Bronze Statuette of Mars Ultor

Culture: Roman
Period: 2nd century A.D.
Material: Bronze, silver
Dimensions: 12.4 cm high
Price: Sold
Ref: 3536
Provenance: French private collection M. R., acquired in the 1970s to 1980s. Accompanied by a French antiquities passport.
Condition: Right foot missing, right arm slightly bent, nose with some wear. Overall, a bronze statuette worked out in high and finest quality.
Description: Solid bronze statuette of Mars Ultor based on the model of the famous marble statue in the Capitoline Museum. The bearded god wears a Corinthian helmet, which he has pushed high over the forehead where his thick, wavy hair protrudes. His eyes are inlayed in silver. He wears greaves with straps around his calves. The abundantly decorated cuirass depicts two griffins flanking a thymiaterion under a gorgoneion. The winged creatures may allude to the fear inflicting weapons of Mars. The thymiaterion is associated with the eternal fire of Vesta, which stands for the stability of Rome.
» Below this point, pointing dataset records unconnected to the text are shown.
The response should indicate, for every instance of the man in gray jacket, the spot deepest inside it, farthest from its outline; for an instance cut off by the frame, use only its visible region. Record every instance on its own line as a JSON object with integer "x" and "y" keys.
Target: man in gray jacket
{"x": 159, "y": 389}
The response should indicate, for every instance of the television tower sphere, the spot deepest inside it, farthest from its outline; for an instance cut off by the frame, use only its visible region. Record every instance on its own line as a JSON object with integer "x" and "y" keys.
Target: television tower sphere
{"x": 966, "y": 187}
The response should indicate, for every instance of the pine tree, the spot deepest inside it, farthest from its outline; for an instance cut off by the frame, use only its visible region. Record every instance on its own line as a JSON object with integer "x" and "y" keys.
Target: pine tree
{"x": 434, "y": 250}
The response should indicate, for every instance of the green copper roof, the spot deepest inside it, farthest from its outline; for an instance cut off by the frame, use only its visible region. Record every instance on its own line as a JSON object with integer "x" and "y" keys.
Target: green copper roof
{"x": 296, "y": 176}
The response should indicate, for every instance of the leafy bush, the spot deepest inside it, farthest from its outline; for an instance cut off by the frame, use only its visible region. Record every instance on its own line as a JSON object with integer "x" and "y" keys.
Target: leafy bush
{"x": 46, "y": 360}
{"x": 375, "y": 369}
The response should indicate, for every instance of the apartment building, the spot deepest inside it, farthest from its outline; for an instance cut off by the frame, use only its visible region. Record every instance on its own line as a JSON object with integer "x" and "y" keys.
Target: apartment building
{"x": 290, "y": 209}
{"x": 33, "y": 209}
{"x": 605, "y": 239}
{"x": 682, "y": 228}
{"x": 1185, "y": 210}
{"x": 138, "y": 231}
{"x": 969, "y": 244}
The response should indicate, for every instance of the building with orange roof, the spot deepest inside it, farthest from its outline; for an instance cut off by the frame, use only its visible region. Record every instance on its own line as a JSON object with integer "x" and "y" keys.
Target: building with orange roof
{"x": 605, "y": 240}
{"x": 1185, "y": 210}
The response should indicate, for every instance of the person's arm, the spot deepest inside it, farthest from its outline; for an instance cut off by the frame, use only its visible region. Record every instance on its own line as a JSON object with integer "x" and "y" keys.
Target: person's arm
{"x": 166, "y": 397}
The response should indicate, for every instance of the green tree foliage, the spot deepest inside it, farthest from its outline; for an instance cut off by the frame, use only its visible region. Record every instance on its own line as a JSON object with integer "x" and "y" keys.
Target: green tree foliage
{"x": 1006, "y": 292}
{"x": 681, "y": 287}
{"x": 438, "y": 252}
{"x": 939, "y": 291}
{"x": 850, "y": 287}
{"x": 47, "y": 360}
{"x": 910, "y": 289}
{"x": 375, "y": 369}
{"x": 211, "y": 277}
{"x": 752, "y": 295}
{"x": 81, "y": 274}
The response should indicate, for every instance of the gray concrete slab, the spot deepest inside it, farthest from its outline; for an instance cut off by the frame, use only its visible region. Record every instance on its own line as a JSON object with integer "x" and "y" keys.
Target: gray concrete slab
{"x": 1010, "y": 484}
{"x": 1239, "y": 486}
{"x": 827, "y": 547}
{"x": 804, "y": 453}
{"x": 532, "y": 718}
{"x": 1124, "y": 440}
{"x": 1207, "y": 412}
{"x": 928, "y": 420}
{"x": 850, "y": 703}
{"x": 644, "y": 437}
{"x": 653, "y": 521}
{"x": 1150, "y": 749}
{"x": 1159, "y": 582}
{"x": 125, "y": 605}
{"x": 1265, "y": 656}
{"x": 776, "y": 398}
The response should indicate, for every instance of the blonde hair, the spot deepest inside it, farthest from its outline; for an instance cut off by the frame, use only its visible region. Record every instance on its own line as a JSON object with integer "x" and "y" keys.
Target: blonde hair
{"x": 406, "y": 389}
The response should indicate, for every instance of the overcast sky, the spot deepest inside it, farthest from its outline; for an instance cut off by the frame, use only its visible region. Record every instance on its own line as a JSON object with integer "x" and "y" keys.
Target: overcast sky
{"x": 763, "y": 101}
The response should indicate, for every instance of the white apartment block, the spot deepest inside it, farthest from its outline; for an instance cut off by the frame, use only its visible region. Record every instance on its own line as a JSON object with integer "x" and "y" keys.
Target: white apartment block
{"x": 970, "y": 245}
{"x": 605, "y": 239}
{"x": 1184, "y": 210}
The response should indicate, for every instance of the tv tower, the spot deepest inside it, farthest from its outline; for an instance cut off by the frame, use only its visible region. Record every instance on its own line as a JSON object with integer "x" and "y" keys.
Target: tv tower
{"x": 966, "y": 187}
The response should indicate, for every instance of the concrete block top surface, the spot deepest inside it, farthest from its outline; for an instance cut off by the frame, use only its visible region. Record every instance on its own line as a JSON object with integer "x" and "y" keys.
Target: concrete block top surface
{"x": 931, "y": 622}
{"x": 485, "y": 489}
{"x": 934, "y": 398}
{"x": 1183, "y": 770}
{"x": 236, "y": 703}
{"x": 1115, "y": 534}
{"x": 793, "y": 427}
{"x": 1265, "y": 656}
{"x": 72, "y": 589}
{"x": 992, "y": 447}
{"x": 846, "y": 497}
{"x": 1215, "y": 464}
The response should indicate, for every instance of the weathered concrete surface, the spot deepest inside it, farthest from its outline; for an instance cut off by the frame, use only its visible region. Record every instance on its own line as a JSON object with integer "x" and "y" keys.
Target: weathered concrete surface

See for this interpretation the “Catalogue 10 Heads of Mars”, published by the Art Institute of Chicago. Beneath the cuirass the god wears the pteryges, a defensive skirt enforced with riveted metal fittings, which protects the pelvis area and whose rattle should intimidate the enemies. Mars has his right arm raised, which once held a separately worked out lance. Over the right shoulder, the back and the left arm he has thrown a pleated coat. Mounted.